Personal information
- Full name: Onormandes Souza Lima
- Date of birth: 11 September 1945 (age 80)
- Place of birth: Campo Florido, Minas Gerais, Brazil
- Position: Defender

Youth career
- 1960–1961: Rio Branco

Senior career*
- Years: Team / Apps / (Gls)
- 1962–1964: Nacional–SP
- 1965–1968: Independiente–MG
- 1968–1974: Atlético Mineiro / 168 / (0)
- 1975: Cruzeiro
- 1976: Uberaba

International career
- 1968: Brazil / 1 / (0)

= Normandes =

Brazilian footballer (born 1947)

Onormandes Souza Lima (born 11 September 1945), more commonly known as Normandes is a retired Brazilian footballer. He played as a defender for clubs such as Nacional–SP, Independiente and Atlético Mineiro throughout the 1960s and the 1970s.

==Career==
Normandes would begin his career in 1960 as he would drop out of his second year of dentistry course to pursue a football career as he played for Rio Branco. He would then play for Nacional–SP beginning in 1962. He would then play for Independiente–MG from 1965 to 1968 before being sold to Atlético Mineiro for Cr$110,000. He would describe Cruzeiro midfielder Dirceu Lopes as being one of the most difficult players he attempted man-mark throughout his career with Atlético Mineiro.
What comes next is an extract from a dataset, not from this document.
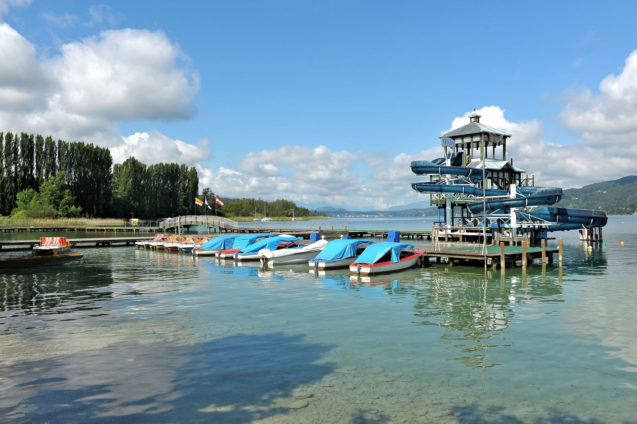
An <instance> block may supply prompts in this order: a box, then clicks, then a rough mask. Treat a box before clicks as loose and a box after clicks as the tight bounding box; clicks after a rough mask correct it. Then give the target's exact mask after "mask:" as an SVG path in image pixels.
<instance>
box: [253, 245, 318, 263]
mask: <svg viewBox="0 0 637 424" xmlns="http://www.w3.org/2000/svg"><path fill="white" fill-rule="evenodd" d="M290 250H294V249H290ZM319 253H320V250H316V251H310V252H295V253H290V254H289V255H284V256H273V257H271V258H265V257H261V258H260V259H261V262H262V263H266V262H267V264H268V266H274V265H288V264H302V263H305V262H307V261H308V260H310V259H314V258H315V257H316V255H318V254H319Z"/></svg>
Throughout his tenure with the club, he would oversee the club win the 1970 Campeonato Mineiro as well as the 1971 Campeonato Brasileiro Série A. He would play alongside other players such as Renato, Humberto Monteiro, Grapete, Vantuir, Wanderley Paiva, Humberto Ramos, Oldair, Dadá Maravilha, Ronaldo Drummond and Spencer Coelho as he would make 168 appearances by the time of his departure from the club. He would have brief spells playing for Cruzeiro and Uberaba before retiring in 1976.

He made one appearance for the Brazil national team in 1968.

==Personal life==
At some point, Normandes would marry his wife Valéria and have three children with her. He currently works as a dentist with one of his sons at Taguatinga.